Taylor Expansion for $g[f(x) + \epsilon \delta(x-x_0)]$

Question

From the book Quantum Field Theory for gifted amateur, pg. 13, eq. (1.13):

It seems that the author performed a Taylor expansion on $g[f(x)+\epsilon\delta(x-x_0)]$. I know how to do Taylor expansion for the usual $g(x) $ around $x=a$ and the composite function $g(f(x))$ around $x=a. $

But what does it mean to Taylor expand $g[f(x)+\epsilon\delta(x-x_0)]$? It looks like a completely different function to $g(f(x)). $

Answer 1

Lets forget the context of the question and just consider an arbitrary smooth real function $f(x)$

We can ask what $f(x+\epsilon y)$ would be where $\epsilon$ is a small constant and $y$ is an arbitrary constant if we recall the identity

$$ f(x+a) = \frac{1}{0!} f(x) + \frac{a}{1!} f'(x) + \frac{a^2}{2!} f''(x) + ... $$

This identity is not obvious if you have not derived it before: its derivation comes from looking at the taylor series center a $a$ for f(x). then apply the substution $x \rightarrow x + a$ (so in the series identity replace all x with x+a) comment if you want this shown more clearly:

Anyways our identity then says that:

$$ f(x+\epsilon y) = f(x) + \epsilon y f'(x)+ \frac{\epsilon^2 y^2}{2!} f''(x) + ... $$

Now the author of the book has a skipped a few steps but is basically a direct application of this identity.
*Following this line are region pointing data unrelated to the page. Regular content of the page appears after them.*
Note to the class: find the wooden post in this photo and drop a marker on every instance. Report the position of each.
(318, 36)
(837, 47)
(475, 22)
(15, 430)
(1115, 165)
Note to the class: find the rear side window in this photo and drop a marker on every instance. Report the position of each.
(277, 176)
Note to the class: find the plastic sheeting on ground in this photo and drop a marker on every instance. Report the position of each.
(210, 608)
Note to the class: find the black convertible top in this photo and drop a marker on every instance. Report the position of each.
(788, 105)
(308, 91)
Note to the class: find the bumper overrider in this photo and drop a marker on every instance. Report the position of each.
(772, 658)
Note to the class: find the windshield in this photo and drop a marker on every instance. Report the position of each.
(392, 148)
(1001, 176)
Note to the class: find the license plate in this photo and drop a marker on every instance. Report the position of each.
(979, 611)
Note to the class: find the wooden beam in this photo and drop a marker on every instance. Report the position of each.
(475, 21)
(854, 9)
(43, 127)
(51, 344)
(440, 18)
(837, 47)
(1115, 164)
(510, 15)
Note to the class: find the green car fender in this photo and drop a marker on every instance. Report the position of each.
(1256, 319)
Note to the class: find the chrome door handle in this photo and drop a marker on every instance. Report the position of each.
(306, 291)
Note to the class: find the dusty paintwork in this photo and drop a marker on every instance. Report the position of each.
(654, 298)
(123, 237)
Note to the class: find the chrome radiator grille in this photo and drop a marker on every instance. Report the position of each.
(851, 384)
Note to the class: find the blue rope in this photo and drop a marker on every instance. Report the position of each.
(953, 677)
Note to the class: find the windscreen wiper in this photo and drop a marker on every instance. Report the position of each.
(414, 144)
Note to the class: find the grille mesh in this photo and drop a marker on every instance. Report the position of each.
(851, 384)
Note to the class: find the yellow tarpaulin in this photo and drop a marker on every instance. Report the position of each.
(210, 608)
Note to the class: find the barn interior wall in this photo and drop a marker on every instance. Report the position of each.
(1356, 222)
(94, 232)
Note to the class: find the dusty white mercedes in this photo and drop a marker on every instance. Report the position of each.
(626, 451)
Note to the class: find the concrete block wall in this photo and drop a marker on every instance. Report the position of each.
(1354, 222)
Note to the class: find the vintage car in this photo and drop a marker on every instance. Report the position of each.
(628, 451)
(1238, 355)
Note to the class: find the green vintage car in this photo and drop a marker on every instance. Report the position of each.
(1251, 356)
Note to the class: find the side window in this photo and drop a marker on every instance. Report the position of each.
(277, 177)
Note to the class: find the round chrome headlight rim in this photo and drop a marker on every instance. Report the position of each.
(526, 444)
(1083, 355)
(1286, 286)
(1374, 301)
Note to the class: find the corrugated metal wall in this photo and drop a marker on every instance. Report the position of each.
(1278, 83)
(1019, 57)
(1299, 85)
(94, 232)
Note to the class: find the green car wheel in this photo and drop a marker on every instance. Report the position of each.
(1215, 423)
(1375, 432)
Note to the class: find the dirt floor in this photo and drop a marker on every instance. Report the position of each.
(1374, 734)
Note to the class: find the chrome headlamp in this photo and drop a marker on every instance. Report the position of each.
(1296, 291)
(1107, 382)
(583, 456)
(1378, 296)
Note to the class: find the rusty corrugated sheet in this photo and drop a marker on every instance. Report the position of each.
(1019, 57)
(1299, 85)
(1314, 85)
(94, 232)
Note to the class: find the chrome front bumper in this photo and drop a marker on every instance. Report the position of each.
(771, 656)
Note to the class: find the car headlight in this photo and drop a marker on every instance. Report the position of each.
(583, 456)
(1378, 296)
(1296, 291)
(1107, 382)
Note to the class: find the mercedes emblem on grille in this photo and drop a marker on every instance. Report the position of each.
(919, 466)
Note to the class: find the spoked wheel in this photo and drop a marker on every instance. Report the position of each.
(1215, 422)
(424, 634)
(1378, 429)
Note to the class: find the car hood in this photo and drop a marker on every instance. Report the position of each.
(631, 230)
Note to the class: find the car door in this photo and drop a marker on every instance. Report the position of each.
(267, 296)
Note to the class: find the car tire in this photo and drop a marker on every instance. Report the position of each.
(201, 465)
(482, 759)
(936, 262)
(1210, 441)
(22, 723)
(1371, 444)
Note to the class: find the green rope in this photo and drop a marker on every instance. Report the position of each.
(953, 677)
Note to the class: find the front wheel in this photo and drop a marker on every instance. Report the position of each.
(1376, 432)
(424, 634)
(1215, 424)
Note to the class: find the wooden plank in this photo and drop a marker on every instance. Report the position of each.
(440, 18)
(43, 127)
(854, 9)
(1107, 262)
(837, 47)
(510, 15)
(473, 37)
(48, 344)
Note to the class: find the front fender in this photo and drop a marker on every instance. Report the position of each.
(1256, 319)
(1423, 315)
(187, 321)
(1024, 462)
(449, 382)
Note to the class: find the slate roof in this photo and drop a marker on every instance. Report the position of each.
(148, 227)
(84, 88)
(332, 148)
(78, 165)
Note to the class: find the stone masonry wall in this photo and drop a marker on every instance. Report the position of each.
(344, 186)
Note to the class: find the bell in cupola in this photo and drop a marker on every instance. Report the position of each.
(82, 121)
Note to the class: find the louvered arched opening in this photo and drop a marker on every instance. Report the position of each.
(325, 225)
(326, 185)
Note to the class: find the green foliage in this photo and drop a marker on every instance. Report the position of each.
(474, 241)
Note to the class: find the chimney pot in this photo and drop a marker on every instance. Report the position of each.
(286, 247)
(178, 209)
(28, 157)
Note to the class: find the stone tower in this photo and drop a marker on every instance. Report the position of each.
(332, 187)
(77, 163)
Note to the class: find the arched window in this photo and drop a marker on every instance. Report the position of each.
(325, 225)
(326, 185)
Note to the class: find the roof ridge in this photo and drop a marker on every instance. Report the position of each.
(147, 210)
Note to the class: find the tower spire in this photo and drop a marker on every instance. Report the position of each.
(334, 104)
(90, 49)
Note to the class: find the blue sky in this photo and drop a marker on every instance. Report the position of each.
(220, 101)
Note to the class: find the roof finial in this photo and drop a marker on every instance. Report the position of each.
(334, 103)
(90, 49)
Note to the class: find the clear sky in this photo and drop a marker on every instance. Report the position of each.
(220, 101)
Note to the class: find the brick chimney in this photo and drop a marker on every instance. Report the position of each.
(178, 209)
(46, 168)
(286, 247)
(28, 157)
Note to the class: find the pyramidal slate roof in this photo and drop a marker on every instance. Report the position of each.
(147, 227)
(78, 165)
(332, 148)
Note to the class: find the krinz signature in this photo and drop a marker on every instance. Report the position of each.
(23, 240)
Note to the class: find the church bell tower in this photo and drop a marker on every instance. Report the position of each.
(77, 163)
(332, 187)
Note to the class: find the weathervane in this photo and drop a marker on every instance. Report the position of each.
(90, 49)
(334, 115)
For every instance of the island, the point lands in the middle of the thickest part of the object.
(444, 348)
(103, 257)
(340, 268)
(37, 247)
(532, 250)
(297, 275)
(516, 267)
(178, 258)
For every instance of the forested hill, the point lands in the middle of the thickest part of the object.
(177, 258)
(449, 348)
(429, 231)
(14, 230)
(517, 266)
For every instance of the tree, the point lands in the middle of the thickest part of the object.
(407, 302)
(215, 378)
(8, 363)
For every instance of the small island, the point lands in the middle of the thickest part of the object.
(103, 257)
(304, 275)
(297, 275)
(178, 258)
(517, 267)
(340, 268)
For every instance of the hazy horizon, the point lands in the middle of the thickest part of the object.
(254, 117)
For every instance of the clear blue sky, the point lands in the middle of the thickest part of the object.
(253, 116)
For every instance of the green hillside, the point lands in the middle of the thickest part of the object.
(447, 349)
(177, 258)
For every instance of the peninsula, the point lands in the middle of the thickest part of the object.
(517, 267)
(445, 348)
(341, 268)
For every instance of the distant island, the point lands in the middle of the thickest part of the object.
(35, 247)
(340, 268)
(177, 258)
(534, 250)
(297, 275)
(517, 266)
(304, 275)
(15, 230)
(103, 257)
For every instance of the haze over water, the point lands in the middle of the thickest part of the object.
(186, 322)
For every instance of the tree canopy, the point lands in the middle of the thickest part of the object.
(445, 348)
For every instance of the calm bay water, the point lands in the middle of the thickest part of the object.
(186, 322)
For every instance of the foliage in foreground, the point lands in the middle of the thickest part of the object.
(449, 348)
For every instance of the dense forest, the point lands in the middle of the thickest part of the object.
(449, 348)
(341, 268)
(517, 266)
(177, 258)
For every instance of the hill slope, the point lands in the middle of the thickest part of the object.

Spelling it out it should be the following

$$\lim_{\epsilon \rightarrow 0} \frac{1}{\epsilon} \left[ \int_{a}^{b} g[f(x) + \epsilon\delta(x-x_0)] dx - \int_{a}^{b} g[f(x)] dx \right] $$

$$\lim_{\epsilon \rightarrow 0} \frac{1}{\epsilon} \left[ \int_{a}^{b} \left[ g[f(x)] + \epsilon\delta(x-x_0)g'(f(x)) + \frac{\epsilon^2}{2!}\delta(x-x_0)^2g''(f(x)) + ... \right] dx - \int_{a}^{b} g[f(x)] dx \right] $$

Writing it as a sum:

$$\lim_{\epsilon \rightarrow 0} \frac{1}{\epsilon} \left[ \int_{a}^{b} \left[ g[f(x)] + \epsilon\delta(x-x_0)g'(f(x)) + \sum_{k=2}^{\infty} \frac{\epsilon^k}{k!}g^{(k)}[f] \right] dx - \int_{a}^{b} g[f(x)] dx \right] $$

Recall that Integral of a Sum is a Sum of Integrals:

$$\lim_{\epsilon \rightarrow 0} \frac{1}{\epsilon} \left[ \int_{a}^{b} \left[ g[f(x)] dx \right] + \int_{a}^{b} \epsilon\delta(x-x_0)g'(f(x)) dx + \int_{a}^{b} \sum_{k=2}^{\infty} \frac{\epsilon^k}{k!}g^{(k)}[f] dx - \int_{a}^{b} g[f(x)] dx \right] $$

Now its obvious that left most integral and right most integral cancel out leaving:

$$\lim_{\epsilon \rightarrow 0} \frac{1}{\epsilon} \left[ \int_{a}^{b} \epsilon\delta(x-x_0)g'(f(x)) dx + \int_{a}^{b} \sum_{k=2}^{\infty} \frac{\epsilon^k}{k!}g^{(k)}[f] \right] dx $$

Now we can divide through by $\epsilon$

$$\lim_{\epsilon \rightarrow 0} \frac{1}{\epsilon} \left[ \int_{a}^{b} \delta(x-x_0)g'(f(x)) dx + \int_{a}^{b} \sum_{k=2}^{\infty} \frac{\epsilon^{k-1}}{k!}g^{(k)}[f] dx \right] $$

Now here's the catch, everything in that infinite sum has an $\epsilon$ to a non zero power multiplied with it. So if $\epsilon \rightarrow 0$ then every part of that sum is also going straight to 0 too. So when we take this limit that entire sum gets killed and we are left with.

$$ \int_{a}^{b} \delta(x-x_0)g'(f(x)) dx $$

Which by definition of the delta function is equal to

$$ g'(f(x_0)) $$

Off Topic:

I think thats a really nice book and I've only read a chapter or two from it but have learned an enormous amount. I hope also to finish reading it one day.